A diversified portfolio among these profiles can assist in maximising the revenues and long-term growth prospects (MacroTrends, 2025a).
Conclusion
The analysis of low-priced dividend stocks under $10 shows that low share prices do not always mean low earning potential. All five reviewed companies, such as Ellington Credit Company (EARN), Nokia Oyj (NOK), Orchid Island Capital (ORC), VAALCO Energy (EGY) and Western Union (WU), provide specific combinations of yield, financial health, and risk profile. EARN and ORC look more attractive to folks who can handle greater volatility because they are high-yielding, and NOK and EGY are the most balanced, as their high potential growth is combined with regular dividends. WU, however, can be viewed as a reliable choice for investors who focus on stability and stable cash flows.

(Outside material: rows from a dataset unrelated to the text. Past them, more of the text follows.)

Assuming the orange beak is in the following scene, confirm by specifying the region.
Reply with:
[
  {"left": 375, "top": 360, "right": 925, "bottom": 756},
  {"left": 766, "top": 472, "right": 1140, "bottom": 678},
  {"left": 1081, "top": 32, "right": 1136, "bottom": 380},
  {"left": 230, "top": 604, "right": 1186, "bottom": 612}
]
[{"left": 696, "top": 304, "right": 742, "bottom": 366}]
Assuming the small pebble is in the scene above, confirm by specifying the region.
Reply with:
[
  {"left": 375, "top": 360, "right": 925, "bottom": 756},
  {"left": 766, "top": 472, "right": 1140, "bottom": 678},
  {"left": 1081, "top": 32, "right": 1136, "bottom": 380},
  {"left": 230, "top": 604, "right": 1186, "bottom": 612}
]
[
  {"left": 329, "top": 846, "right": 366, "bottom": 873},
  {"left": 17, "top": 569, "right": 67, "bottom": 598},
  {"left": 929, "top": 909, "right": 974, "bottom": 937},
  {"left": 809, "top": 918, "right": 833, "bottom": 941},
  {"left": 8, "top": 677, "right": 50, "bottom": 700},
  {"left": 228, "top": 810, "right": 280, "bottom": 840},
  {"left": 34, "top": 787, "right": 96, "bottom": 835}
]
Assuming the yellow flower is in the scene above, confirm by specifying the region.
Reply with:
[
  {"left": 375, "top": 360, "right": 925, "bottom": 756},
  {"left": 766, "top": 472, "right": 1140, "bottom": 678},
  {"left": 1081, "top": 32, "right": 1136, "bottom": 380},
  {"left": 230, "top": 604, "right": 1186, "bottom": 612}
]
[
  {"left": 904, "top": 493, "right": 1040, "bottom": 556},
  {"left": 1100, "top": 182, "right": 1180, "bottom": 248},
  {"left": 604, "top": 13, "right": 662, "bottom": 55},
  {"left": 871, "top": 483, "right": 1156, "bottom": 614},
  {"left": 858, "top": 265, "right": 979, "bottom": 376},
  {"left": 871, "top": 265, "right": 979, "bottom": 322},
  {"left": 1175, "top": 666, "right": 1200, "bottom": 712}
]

However, investors ought to pay constant attention to the sustainability of payouts, leverage and the wider market conditions as these can have a direct impact not only on the regularity of the dividends, but also on share price performance.
Disclaimer
The content provided herein is for informational purposes only and should not be construed as financial, investment, or other professional advice. It does not constitute a recommendation or an offer to buy or sell any financial instruments. The company accepts no responsibility for any loss or damage incurred as a result of reliance on the information provided. We strongly encourage consulting with a qualified financial advisor before making any investment decisions.